All this data on user behavior and interactions allows TikTok to serve hyper-personalized recommendations and keep users deeply engaged. However, storing and processing such massive amounts of data also requires substantial computing resources. The algorithm’s sophistication comes at the cost of large-scale data storage needs.
Multiple Versions of Each Video
TikTok stores multiple compressed versions of each video for optimized delivery across devices and network conditions. According to experts, TikTok transcodes each uploaded video into at least 3 different resolutions – 1080p, 720p and 480p (1). This allows TikTok to deliver the right video quality to match each user’s device capabilities and network bandwidth. The various resolutions also enable smooth playback as users scroll through their feeds. Without transcoding into multiple versions, videos would buffer excessively or play in low quality. As a result, TikTok’s infrastructure has to store these redundant copies, which multiplies their storage needs. The transcoding process is automated through TikTok’s backend video processing workflows.

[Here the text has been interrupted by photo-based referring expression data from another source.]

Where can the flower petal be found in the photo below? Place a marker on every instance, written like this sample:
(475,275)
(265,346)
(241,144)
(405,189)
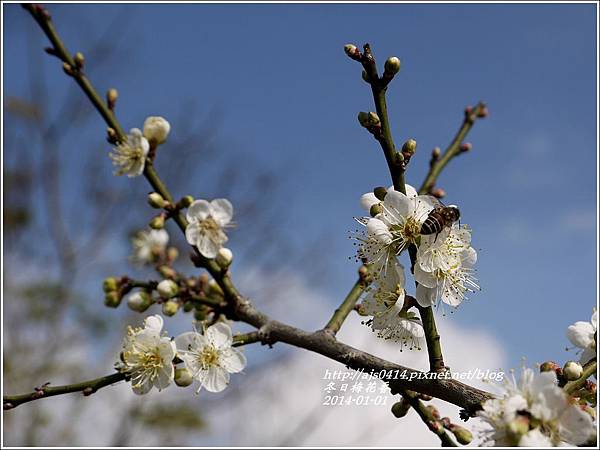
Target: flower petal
(221,210)
(219,335)
(198,210)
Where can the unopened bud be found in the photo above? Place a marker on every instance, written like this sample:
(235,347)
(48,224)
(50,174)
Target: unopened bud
(519,426)
(170,307)
(482,112)
(466,146)
(158,222)
(172,253)
(183,377)
(68,69)
(186,201)
(79,60)
(548,366)
(400,409)
(375,209)
(392,66)
(111,97)
(214,288)
(368,119)
(572,370)
(156,200)
(156,129)
(110,284)
(463,436)
(409,147)
(438,192)
(139,301)
(351,50)
(167,272)
(112,299)
(224,258)
(380,192)
(167,288)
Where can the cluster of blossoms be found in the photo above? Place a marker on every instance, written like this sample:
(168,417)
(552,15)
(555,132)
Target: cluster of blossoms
(148,357)
(129,156)
(443,268)
(535,412)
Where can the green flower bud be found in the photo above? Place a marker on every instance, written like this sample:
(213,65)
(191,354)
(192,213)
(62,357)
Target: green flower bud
(170,307)
(156,200)
(572,370)
(224,257)
(400,409)
(167,289)
(112,299)
(158,222)
(380,192)
(392,65)
(183,377)
(139,301)
(410,147)
(463,436)
(376,209)
(110,284)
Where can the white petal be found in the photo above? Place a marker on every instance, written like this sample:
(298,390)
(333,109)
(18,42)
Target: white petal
(219,335)
(233,360)
(216,379)
(198,210)
(222,211)
(581,334)
(367,200)
(425,296)
(154,323)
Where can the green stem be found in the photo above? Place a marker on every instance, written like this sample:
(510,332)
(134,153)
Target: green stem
(87,387)
(451,151)
(588,370)
(340,314)
(427,417)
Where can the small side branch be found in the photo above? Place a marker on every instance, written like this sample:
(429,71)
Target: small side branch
(45,391)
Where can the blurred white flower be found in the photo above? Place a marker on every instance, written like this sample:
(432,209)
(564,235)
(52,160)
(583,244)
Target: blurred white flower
(535,411)
(583,335)
(147,356)
(156,129)
(209,357)
(130,156)
(444,267)
(206,222)
(147,244)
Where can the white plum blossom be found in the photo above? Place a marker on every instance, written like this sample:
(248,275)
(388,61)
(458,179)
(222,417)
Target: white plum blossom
(130,155)
(147,244)
(147,356)
(583,335)
(209,357)
(535,412)
(206,221)
(385,302)
(444,267)
(397,226)
(156,129)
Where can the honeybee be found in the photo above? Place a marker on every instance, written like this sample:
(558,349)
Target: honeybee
(440,217)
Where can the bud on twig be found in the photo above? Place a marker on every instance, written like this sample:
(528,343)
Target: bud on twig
(79,60)
(572,370)
(156,200)
(111,98)
(400,409)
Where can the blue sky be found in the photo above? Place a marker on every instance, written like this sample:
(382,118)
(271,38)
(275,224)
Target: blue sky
(289,98)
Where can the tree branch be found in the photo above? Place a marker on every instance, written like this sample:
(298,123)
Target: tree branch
(269,330)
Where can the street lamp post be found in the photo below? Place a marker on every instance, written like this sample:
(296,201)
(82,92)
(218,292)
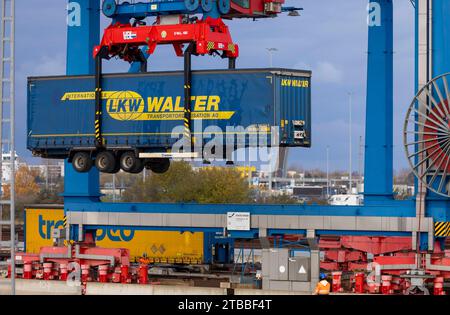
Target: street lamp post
(271,51)
(350,94)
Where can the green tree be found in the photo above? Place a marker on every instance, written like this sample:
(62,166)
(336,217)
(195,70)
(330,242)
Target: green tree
(222,185)
(181,183)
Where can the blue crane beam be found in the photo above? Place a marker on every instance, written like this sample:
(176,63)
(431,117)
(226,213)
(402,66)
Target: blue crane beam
(82,189)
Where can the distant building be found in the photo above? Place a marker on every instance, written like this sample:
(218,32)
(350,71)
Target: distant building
(346,200)
(6,165)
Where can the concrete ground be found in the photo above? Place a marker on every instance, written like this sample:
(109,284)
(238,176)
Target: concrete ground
(41,287)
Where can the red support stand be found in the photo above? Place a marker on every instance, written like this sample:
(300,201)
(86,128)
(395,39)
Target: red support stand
(359,282)
(63,272)
(438,286)
(124,274)
(386,287)
(48,271)
(337,281)
(143,274)
(103,273)
(28,270)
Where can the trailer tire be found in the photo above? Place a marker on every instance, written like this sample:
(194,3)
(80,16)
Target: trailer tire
(159,167)
(130,163)
(106,162)
(82,162)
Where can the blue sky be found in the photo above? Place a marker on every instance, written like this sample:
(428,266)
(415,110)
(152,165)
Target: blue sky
(329,38)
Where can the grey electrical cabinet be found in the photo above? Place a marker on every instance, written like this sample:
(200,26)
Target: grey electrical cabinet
(299,269)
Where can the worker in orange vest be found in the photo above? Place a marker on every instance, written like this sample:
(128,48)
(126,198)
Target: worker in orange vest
(323,287)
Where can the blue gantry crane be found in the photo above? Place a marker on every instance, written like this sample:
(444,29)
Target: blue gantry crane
(417,227)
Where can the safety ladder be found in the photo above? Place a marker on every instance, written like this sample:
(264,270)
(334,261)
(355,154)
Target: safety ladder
(7,147)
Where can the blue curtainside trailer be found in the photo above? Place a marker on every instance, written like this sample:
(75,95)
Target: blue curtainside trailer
(142,115)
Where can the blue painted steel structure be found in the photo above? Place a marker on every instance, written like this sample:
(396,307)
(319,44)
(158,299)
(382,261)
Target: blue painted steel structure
(81,190)
(379,109)
(143,110)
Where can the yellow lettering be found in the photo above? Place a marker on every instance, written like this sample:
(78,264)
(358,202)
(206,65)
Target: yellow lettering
(168,105)
(178,108)
(213,103)
(154,104)
(200,103)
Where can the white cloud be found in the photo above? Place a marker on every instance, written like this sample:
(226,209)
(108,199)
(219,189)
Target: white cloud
(323,71)
(327,72)
(46,65)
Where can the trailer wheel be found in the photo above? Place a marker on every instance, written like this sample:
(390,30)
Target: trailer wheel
(82,162)
(106,162)
(130,163)
(160,166)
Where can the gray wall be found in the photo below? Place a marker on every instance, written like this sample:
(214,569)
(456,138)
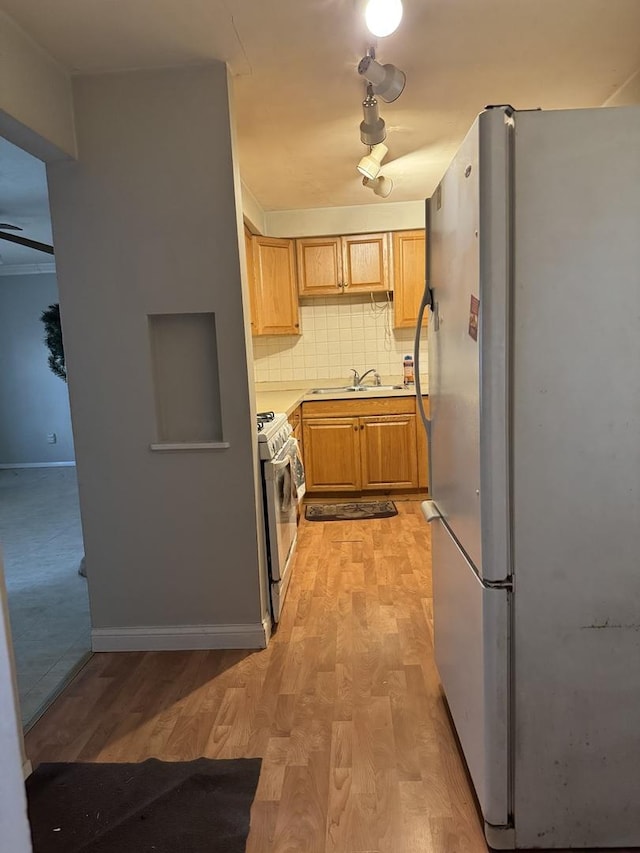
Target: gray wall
(146,222)
(33,402)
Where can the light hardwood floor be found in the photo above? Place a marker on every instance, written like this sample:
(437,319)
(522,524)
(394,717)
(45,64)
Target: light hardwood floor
(344,707)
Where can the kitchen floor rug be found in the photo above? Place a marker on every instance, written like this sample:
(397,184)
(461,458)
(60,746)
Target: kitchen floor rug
(197,806)
(359,511)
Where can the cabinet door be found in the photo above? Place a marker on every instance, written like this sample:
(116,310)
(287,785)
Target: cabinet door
(388,451)
(276,296)
(365,262)
(408,276)
(332,454)
(319,266)
(423,449)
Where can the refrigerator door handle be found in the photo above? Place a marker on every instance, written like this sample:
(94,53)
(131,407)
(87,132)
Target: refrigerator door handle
(427,302)
(430,510)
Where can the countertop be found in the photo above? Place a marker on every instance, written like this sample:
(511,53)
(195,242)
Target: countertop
(286,396)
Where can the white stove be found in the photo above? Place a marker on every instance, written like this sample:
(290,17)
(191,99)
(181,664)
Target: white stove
(282,488)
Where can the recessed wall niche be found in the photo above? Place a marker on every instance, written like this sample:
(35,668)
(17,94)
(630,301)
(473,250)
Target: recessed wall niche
(184,358)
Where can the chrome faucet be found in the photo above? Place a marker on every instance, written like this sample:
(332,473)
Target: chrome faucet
(357,379)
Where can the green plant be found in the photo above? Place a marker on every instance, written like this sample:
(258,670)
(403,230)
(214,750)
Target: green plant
(53,340)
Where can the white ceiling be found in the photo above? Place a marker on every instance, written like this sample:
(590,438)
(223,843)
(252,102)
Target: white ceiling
(297,92)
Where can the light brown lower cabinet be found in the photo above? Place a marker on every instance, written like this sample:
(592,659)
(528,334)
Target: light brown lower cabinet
(364,445)
(423,450)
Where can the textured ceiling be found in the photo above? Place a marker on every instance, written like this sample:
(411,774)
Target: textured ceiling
(297,92)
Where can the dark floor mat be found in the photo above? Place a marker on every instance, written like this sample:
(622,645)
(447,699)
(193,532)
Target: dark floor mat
(197,806)
(350,511)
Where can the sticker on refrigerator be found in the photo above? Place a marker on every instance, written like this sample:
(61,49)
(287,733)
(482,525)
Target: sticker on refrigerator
(473,317)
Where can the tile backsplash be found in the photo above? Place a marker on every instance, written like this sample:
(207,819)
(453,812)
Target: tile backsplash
(338,333)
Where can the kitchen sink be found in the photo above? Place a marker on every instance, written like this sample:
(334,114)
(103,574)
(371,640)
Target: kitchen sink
(355,388)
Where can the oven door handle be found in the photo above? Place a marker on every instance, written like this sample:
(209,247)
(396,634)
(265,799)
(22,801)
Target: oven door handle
(284,456)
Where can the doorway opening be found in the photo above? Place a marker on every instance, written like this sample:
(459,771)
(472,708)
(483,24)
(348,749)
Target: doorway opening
(40,527)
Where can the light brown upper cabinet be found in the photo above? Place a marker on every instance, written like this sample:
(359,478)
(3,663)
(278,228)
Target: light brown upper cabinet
(248,246)
(408,276)
(330,265)
(319,265)
(274,303)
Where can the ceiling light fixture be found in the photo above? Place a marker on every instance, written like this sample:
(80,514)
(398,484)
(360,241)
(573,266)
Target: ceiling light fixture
(387,80)
(371,163)
(372,129)
(383,16)
(381,186)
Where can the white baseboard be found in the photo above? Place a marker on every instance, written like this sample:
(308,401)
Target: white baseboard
(38,465)
(179,638)
(266,624)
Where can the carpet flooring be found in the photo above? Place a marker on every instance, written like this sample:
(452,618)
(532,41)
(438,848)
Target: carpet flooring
(41,540)
(200,806)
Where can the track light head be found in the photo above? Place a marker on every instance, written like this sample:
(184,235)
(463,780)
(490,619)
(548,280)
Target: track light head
(383,16)
(386,80)
(372,129)
(371,163)
(381,186)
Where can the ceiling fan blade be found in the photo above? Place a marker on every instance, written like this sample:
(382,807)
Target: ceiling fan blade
(31,244)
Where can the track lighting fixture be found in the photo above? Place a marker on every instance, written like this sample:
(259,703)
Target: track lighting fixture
(386,80)
(372,129)
(371,163)
(381,186)
(383,16)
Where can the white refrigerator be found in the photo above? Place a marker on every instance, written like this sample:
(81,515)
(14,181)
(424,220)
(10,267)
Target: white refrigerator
(533,296)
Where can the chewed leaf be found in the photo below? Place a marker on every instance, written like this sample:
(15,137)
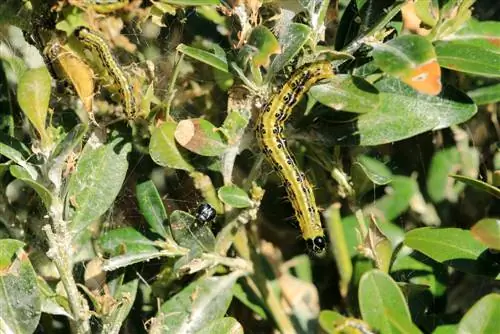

(1) https://www.reddit.com/r/Tiktokhelp/comments/jkavrq/why_is_my_video_quality_so_bad_once_i_upload_a/
Conclusion
TikTok’s massive amount of user data and documents can be attributed to several key factors.
First, TikTok has an enormous global userbase, with over 1 billion monthly active users. This results in billions of videos being uploaded daily. Storing these videos requires massive amounts of data storage capacity.
Second, TikTok collects vast amounts of data about its users for ad targeting purposes. Information about users’ demographics, interests, behaviors, and device data are all collected.
Third, moderating the content uploaded requires large teams of human moderators and advanced AI systems, all of which produce and store data.
Additionally, TikTok’s recommendation algorithm analyzes massive datasets to serve users personalized content. Multiple versions of each video are stored to allow for different aspect ratios.
In summary, supporting TikTok’s extensive userbase with customized services results in the need to store and analyze enormous amounts of data.